| Homeless High School Dropout Aims to be Doctor |
Homeless High School Dropout Aims to be Doctor
Anti-social, rebel biker Ignacio Calles first rode onto the University of St. Thomas campus in 2012 sporting long hair and wearing his then-preferred torn jeans and boots. The young man who stormed out of an abusive home at the age of 14, choosing to drop out of school and live as a teenage runaway for three years, had defied life’s odds through sheer will and a remarkable, natural intelligence.
Calles still gets around on his “beautiful, black” Honda CBR600. And he still wears his trademark leather jacket, but these days, underneath, is one of the “super bright-colored” neckties, which he will sport beneath his graduation gown in May.
Calles joins 298 undergraduates and 739 graduates at the University’s 64th Commencement Ceremony at Reliant Stadium on May 17.
With a 4.0 and bound for medical school in the fall, the 24-year old achiever recalls what he has overcome so far.
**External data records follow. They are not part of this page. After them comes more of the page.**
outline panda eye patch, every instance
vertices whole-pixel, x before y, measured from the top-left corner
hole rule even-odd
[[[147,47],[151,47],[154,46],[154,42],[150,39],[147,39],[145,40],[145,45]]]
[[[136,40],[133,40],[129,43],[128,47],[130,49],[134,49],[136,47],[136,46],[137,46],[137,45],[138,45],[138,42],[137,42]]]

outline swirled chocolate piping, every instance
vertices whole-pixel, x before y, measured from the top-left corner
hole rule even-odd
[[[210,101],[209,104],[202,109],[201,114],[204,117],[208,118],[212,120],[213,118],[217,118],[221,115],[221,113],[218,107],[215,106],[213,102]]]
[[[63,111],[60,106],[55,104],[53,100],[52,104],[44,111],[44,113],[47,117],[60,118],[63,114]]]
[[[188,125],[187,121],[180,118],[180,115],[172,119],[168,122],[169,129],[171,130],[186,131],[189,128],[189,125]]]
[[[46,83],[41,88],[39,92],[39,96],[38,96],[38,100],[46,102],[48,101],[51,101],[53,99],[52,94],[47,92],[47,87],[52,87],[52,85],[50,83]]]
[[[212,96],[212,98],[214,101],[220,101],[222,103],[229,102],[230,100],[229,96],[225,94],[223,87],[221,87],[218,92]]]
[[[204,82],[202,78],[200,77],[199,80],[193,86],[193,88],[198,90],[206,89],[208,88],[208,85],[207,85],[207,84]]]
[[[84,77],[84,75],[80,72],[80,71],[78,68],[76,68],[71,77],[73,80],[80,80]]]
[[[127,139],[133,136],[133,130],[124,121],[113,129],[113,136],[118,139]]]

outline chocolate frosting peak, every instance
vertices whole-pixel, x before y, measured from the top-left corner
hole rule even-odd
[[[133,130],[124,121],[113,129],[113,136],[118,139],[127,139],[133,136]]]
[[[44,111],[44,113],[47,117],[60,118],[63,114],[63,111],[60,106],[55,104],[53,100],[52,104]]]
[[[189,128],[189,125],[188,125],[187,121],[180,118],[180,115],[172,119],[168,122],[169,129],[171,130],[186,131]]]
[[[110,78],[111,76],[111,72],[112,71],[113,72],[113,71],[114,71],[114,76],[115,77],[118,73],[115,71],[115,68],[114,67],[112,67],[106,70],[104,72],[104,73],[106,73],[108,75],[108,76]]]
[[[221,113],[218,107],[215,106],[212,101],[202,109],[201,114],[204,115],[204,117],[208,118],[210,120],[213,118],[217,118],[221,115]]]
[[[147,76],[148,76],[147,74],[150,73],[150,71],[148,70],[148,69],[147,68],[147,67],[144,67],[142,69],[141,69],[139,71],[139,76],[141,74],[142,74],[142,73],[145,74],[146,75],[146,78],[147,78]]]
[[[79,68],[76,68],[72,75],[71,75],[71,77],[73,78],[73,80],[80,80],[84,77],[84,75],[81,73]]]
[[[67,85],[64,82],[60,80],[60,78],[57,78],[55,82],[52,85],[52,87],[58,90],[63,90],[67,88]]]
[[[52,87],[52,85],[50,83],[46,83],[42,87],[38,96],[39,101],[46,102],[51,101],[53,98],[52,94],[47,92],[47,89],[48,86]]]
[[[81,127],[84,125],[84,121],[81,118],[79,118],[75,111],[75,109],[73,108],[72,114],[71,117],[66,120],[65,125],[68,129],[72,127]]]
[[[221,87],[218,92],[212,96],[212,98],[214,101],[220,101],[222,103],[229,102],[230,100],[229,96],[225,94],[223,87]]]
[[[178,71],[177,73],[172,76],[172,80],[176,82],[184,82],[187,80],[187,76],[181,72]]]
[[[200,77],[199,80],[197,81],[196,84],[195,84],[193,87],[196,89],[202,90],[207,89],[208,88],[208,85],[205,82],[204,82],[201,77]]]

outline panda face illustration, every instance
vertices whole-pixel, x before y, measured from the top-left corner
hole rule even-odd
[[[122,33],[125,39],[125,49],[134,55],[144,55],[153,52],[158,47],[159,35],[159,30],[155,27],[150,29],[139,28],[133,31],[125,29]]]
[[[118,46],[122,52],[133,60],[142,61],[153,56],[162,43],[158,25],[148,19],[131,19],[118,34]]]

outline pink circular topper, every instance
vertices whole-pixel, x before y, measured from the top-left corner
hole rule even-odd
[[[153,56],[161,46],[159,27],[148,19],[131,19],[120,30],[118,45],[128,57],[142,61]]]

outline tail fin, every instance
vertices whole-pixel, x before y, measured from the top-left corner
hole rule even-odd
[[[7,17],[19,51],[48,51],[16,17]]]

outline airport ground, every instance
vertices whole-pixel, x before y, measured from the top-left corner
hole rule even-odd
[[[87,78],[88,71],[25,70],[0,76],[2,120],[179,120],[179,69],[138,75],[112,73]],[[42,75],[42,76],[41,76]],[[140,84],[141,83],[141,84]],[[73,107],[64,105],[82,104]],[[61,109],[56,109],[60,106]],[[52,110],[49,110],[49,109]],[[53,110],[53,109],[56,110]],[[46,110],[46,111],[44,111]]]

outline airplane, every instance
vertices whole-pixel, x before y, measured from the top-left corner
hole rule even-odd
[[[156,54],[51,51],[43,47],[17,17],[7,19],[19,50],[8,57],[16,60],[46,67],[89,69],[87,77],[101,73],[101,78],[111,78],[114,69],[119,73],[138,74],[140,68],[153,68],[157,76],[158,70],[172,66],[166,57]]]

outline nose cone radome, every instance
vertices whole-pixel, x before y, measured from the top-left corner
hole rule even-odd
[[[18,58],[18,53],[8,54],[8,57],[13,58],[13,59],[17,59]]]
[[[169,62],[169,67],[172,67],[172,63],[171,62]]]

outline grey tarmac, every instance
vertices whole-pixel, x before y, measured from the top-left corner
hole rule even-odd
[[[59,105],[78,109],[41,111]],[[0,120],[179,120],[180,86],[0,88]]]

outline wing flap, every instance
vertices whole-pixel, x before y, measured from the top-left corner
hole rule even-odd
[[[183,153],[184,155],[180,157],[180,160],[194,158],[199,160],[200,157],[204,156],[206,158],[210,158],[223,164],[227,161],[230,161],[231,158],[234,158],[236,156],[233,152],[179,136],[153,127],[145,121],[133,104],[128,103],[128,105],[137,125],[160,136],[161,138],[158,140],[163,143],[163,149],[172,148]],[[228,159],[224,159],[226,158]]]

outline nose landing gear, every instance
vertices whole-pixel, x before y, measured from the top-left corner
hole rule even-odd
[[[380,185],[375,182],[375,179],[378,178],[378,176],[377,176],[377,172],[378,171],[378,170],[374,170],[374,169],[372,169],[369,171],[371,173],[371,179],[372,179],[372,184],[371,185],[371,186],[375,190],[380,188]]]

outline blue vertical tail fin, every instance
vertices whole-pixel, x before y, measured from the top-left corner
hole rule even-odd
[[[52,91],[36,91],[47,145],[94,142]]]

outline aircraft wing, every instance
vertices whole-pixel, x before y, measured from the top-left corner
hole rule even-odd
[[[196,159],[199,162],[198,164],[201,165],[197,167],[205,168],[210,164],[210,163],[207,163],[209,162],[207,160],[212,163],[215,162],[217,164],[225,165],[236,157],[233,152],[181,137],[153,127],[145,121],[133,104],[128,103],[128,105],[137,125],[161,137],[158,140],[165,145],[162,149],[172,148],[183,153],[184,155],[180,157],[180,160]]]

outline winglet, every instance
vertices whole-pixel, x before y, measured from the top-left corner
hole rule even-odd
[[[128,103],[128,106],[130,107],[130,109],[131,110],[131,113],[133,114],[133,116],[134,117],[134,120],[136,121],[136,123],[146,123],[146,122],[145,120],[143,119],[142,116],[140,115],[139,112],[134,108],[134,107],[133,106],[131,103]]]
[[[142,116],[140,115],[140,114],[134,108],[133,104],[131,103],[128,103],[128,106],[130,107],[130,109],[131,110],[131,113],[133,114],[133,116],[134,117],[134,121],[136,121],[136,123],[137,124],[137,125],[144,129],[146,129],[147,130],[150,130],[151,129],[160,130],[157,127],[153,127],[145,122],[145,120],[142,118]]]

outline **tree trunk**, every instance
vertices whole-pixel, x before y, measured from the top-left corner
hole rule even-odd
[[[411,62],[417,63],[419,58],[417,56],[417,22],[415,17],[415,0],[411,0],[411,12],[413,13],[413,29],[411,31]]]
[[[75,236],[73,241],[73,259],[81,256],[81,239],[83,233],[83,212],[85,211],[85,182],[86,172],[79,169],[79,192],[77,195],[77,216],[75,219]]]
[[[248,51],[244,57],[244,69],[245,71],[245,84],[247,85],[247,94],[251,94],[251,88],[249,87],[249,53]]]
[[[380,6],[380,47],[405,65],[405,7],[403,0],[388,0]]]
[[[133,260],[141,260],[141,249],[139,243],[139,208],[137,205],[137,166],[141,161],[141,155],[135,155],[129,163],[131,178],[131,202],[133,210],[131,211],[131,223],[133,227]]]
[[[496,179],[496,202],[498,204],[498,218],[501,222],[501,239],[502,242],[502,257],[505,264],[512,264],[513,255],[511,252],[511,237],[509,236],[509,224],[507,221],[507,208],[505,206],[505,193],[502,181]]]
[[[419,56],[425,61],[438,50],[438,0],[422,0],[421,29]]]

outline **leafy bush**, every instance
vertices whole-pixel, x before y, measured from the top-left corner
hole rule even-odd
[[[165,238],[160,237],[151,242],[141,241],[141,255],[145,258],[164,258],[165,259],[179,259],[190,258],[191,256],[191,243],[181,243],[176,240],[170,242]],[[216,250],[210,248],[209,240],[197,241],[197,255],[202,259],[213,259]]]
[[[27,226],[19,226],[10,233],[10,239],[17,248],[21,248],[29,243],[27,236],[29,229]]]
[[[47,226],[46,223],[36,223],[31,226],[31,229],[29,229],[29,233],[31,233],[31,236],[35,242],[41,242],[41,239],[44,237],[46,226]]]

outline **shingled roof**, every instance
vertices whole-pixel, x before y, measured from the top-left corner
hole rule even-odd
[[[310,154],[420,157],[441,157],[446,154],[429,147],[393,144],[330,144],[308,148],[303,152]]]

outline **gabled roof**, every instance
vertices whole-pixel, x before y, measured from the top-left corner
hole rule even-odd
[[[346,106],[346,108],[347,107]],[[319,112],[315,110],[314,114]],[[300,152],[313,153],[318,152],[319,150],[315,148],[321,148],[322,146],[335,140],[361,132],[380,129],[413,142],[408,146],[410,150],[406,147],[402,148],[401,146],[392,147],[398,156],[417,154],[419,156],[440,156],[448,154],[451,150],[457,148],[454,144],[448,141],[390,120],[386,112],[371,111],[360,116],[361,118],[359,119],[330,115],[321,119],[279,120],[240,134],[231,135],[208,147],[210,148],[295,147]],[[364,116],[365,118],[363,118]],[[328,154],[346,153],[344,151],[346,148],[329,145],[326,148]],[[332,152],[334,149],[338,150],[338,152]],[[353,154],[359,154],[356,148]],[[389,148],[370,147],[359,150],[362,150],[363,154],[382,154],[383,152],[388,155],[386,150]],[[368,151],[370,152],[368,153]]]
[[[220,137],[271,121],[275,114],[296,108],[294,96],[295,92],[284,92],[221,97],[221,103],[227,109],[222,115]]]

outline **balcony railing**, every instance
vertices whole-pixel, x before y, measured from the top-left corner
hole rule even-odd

“When I turned 18, I moved in with some relatives,” Calles said. “Then I walked up and down every street downtown putting in applications. Jason’s Deli hired me as a delivery driver for minimum wage. It was a decent income for a dropout who had a place to live rent free.”
Eager and willing to work hard, he got up at 3:30 a.m. to catch the 4:30 a.m. bus and be at work by 6 a.m.
“I would work until they closed to make as much as possible,” Calles remembered.
Saving like a fiend, he bought a car after six months, enabling him to take a second job at Walmart. Along the way, he got an apartment, earned his GED, then added enrollment at Houston Community College to his busy schedule.
The eyes-on-the-prize student said, “My rule was that I would do my homework as I got it and would not sleep before it was done. It paid off.”
As hard as he worked, Calles is quick to acknowledge the role that luck played. A friend he met at his restaurant job was hired at T-Mobile and helped pave the way to a better-paying position for Calles.
“It changed my life because I could go to school in the morning instead of at night, and it was a lot less tiring,” Calles said. “A lot of lucky things happened to me.”
Medical school is his target—and he has three to choose from: Baylor College of Medicine, New York University and Washington University. Slackers don’t get in. When the straight A student received his first B, he quit working in order to focus on studies.
“I lived off of my savings,” Calles explained. “I had planned for that.”
What he could not plan for was the academic experience he would have at UST, including valuable relationships with professors.
“They are accessible and I can talk to them about anything whenever I want,” he said.
Grateful for everything in his life, including the generous financial aid he received from UST, Calles said he is a different person after studying at St. Thomas.
“UST is like a family,” Calles said. “Everyone was so welcoming and good to me. Honestly, I’ve become a nicer person here because of how friendly the environment is. You would not even recognize me as the same person.”